Language and information

Lecture 1. A formal theory of syntax

1.7. Properties of the base

[Audio recording—Opens a separate, blank window. Return to this window to read the transcript.]

Now, we have seen four constraints on word combination: the partial order of word dependence, which creates sentence structure; the likelihood inequalities, which fit word meanings; the reduction of high-likelihood word occurrences; and the linearizations. Each acts on the resultant of its predecessor.

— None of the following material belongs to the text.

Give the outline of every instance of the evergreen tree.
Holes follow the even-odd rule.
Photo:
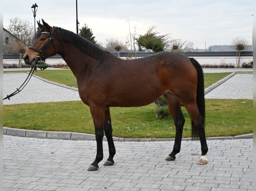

The four constraints partition the set of sentences into two major sets. Without the third—without the reductions—the other three create a base set from which all other sentences are derived. What is important here is that neither the base set nor the other set—the derived set of the partition—is merely a residue of the other. It isn't that the structure of the base set is just a description of all those sentences which could not be derived from something, nor are the derivations just any change needed to obtain the remaining sentences from the base set. Rather, the base set and the derivations each have simple and understandable structures on their own terms, and it is a non-trivial result that the whole set of sentences is characterized by just these two structures. 

Now, a few properties of the structures as they result from the constraints, first of the base, and then of the set of reduced sentences.

In the base, virtually all sentences, words are simple, not composite, since affixes are generally reductions of next words. This of course makes the formulation of the base incomparably easier. Few words have more than one defining dependence. If you have a word like expect, with two different types of objects, I expect John to come or to go away, and I expect John—one is a noun, the other is a sentence object—you wish you could find a way of deriving one from the other. The dependence defines just a few large word classes. The ones requiring null, the ones requiring one word requiring null, requiring two words requiring null ... you could say that put requires three words requiring null—I put a book on the table, you don't just say I put a book—and then there's said requiring [a word requiring] null and ... a word requiring [a word requiring] something, non-null, and so forth. These are the only classes that we find in the base.

The composition, in terms of partial ordering, of these sentences is transparent in the linear [flow], because the operator is always between its two arguments, and so it's built up through the whole thing. As will be seen, furthermore, in a moment, the base suffices for all the information carried by language. So, it's certainly of considerable importance for us.